Let’s talk about pasta. It can often seem the signatory of student food, underwriting many a solemn midday lunch, hazy-drunk dinner, and ill-advised breakfast. It’s built up a reputation for not only ease, but sheer visibility as the corner-stone of student living – nary a student cookbook goes by without the carb-heavy gleam of spaghetti, penne, or tagliatelle (if you’re feeling bold) adorning the cover. Swinging, in turns, from cheapness to simplicity to the implicit patronisation of hangover food, these miniature tomes and the advice they schlep into student discourse have inscribed the perpetual comfort of P A S T A: boil it up, slump it out, squeeze the sauce.
pASTA’S built up a reputation for not only ease, but sheer visibility as the corner-stone of student living
So what, after all this anticipatory preamble, is my alternative? Another food with Italian heritage – risotto. Yes, it’s just as carb-y, with less initial variety in sort, and perhaps requires that slightest degree of personal finesse that pasta blissfully avoids. But that’s just the thing: the considered process of cooking is belied by the ease with which each dish comes together. Heat the oil or butter in the pan, slap the rice in after, and then gradually add your stock and accoutrements as you go. Those accoutrements often mean little in the moment, but so much to the eventual meal you create. Very few risotto meals taste purely of risotto, and the accumulation of stuff in the pan means that fewer still fall into pasta’s occasional lack of fulfilment. You know that slightly plain sensation you get from stringing up spaghetti with just too little sauce? You’ll rarely go hungry on risotto.

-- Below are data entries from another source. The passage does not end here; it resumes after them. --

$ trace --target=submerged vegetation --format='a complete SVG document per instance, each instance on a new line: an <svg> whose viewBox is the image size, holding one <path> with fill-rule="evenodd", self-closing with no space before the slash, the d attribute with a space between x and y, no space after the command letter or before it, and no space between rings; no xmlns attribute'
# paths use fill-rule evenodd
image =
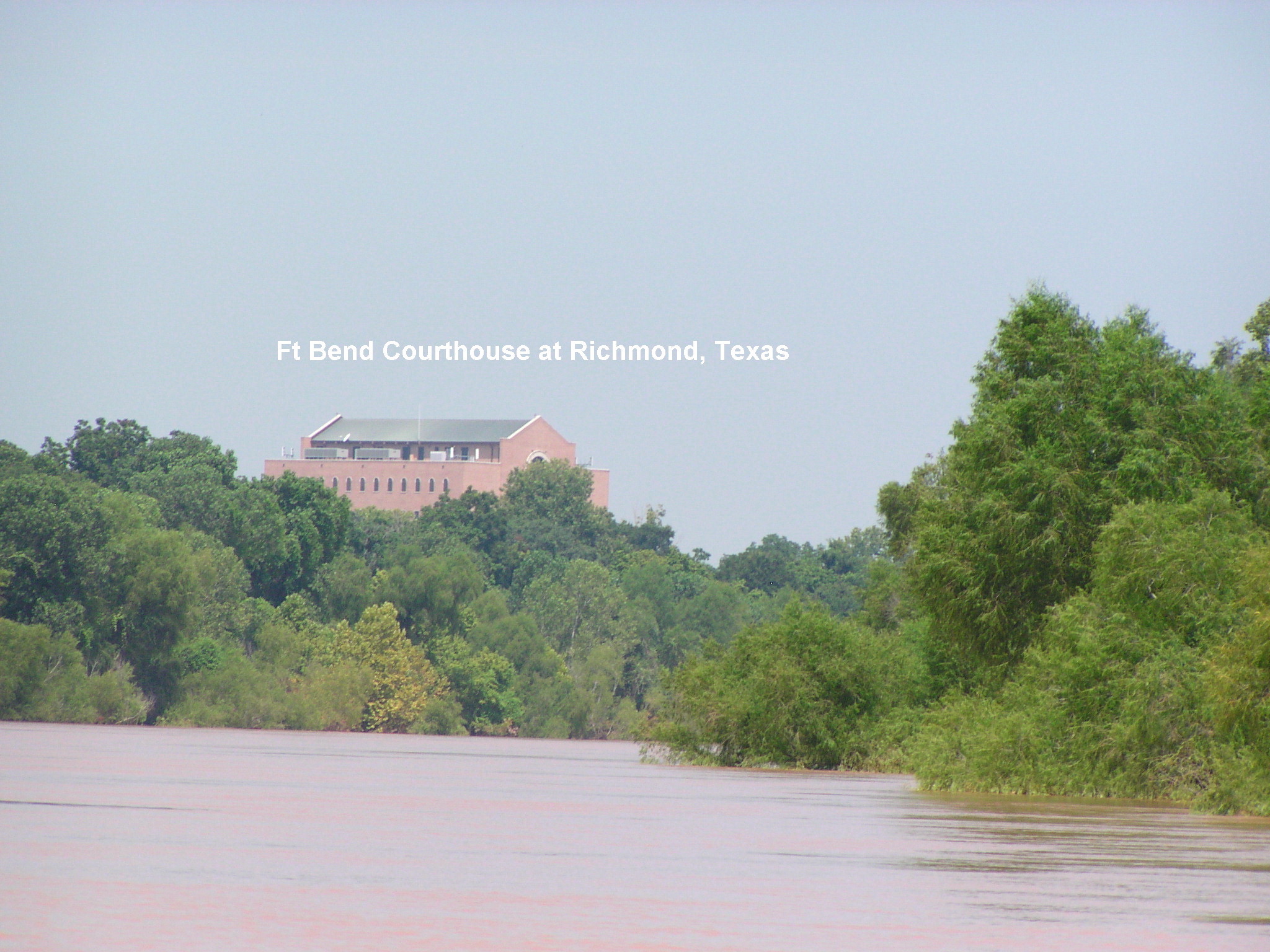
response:
<svg viewBox="0 0 1270 952"><path fill-rule="evenodd" d="M885 545L773 536L729 574L559 461L418 515L236 470L132 420L0 443L0 716L643 736L667 671L795 590L853 611Z"/></svg>
<svg viewBox="0 0 1270 952"><path fill-rule="evenodd" d="M1041 287L952 444L879 493L860 607L791 607L674 671L696 763L1270 814L1270 302L1208 366Z"/></svg>
<svg viewBox="0 0 1270 952"><path fill-rule="evenodd" d="M636 737L1270 814L1270 302L1206 366L1034 287L881 527L715 569L561 462L351 512L131 420L0 443L0 716Z"/></svg>

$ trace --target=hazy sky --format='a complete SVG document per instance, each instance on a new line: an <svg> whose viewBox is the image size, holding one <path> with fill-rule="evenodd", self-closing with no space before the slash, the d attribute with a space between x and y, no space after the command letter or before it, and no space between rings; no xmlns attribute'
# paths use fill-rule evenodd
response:
<svg viewBox="0 0 1270 952"><path fill-rule="evenodd" d="M1270 296L1270 5L5 4L0 438L542 414L685 548L875 520L1029 281ZM785 344L310 364L274 341ZM568 347L568 345L566 345Z"/></svg>

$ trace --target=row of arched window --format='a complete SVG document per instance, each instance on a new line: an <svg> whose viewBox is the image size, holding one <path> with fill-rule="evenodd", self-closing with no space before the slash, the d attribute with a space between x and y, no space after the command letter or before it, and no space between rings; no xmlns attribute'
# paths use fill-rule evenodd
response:
<svg viewBox="0 0 1270 952"><path fill-rule="evenodd" d="M399 491L401 491L401 493L409 493L410 491L410 485L409 484L410 484L410 480L403 477L400 480L400 490ZM378 476L376 476L375 479L371 480L371 486L372 486L372 489L371 489L372 493L378 493L380 491L380 479L378 479ZM335 491L339 491L339 477L338 476L331 476L330 477L330 487L333 490L335 490ZM353 480L352 480L352 477L344 480L344 491L345 493L352 493L353 491ZM364 493L366 491L366 477L364 476L362 476L362 477L359 477L357 480L357 491L358 493ZM391 491L392 491L392 480L390 479L389 480L389 493L391 493ZM415 493L423 493L423 480L417 479L414 481L414 491ZM437 491L437 481L436 480L428 480L428 491L429 493L436 493ZM450 480L442 480L441 481L441 491L442 493L448 493L450 491Z"/></svg>

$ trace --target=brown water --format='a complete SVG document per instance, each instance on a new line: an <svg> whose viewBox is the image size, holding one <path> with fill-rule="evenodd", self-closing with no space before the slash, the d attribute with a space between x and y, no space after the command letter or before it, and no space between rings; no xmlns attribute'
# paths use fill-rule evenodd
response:
<svg viewBox="0 0 1270 952"><path fill-rule="evenodd" d="M632 744L0 724L0 948L1270 949L1270 823Z"/></svg>

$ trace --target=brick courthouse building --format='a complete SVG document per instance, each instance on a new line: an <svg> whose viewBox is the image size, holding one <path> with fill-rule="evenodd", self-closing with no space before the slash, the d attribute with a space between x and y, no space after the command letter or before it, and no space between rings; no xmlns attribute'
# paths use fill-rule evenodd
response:
<svg viewBox="0 0 1270 952"><path fill-rule="evenodd" d="M508 475L536 459L577 463L577 446L541 416L532 420L347 420L337 416L300 440L300 457L265 459L264 475L320 479L354 509L418 512L442 493L500 493ZM592 470L591 501L608 505L608 470Z"/></svg>

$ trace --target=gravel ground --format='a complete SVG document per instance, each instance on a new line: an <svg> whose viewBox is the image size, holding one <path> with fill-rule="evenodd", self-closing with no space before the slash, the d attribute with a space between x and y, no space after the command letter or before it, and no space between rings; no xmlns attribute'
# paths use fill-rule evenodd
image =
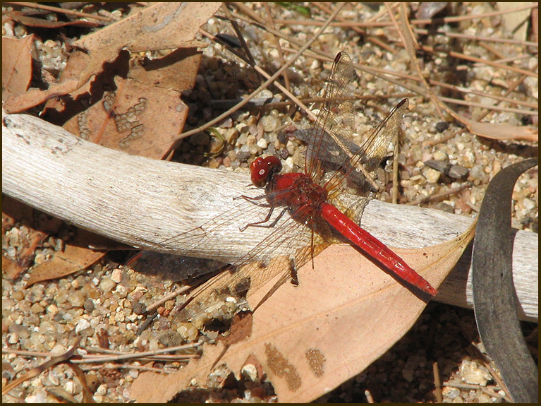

Take the humble mushroom and Parmesan dish. A key part of the meal is that the ingredients, at one point or another, are all cooked with one another – a sort-of soup, without all that irritating liquidity. There’s such a lovely miasma of flavour; add your Parmesan towards the end, as is the manner, and you get a piquant tang to the mushrooms. With such simple ingredients, the whole thing comes together easily. Add stock, chopped-up mushrooms, onions, watching it bulge further and further over the course of 20-or-so minutes, and then garnish with sharper flavours and serve. Risotto lends itself well to other diets – substituting butter for oil, and cheese for spice, makes for a great vegan dish. That you can put functionally anything in is so much to its benefit. I’m a fan of roasted pumpkin, asparagus, even tossing in some seafood and tripping that oh-so-controversial line into maybe-paella.
Risotto lends itself well to other diets
Of course, that complexity can be a sticking point for some. Certainly, I can’t blame them – it’s not, no matter how you look at it, ever going to be quite as easy as pasta. The little bits of the process are the trickiest. Stock must be added gradually, to avoid swamping the rice; additions should be cooked through either with the rice or outside to assure tenderness; and the seasoning, as ever, is in the winsome eye of the beholder. But, although the booze-addled mind of one slumping downstairs to get some grub may balk, the result is so much worth the effort. You’re a hit at dinner parties, envied arbiter of who gets seconds, and probably always have the chance to pick out the inevitable leftovers from the fridge.
Now, the price might be an issue – your average 500g pack of risotto rice is £1.25 from Tesco, or just over twice the cost of the same amount of pasta. But again, I refer to the fulfilment factor. A full, creamy spoonful will get you further than some strain-y, water-y pasta ever will – plus, you’re paying that extra for the sheer sophistication. All the odds and ends are hardly breaking the bank, either. Once you’ve got the basic recipe down, you can experiment with whatever permutations you feel so inclined towards. Avocado and butternut squash? Why not! So, set the pasta aside, get a good, simple-enough recipe, and start cooking! It’s great to get out of that young person’s food rut, and what’s more – eager mouths await.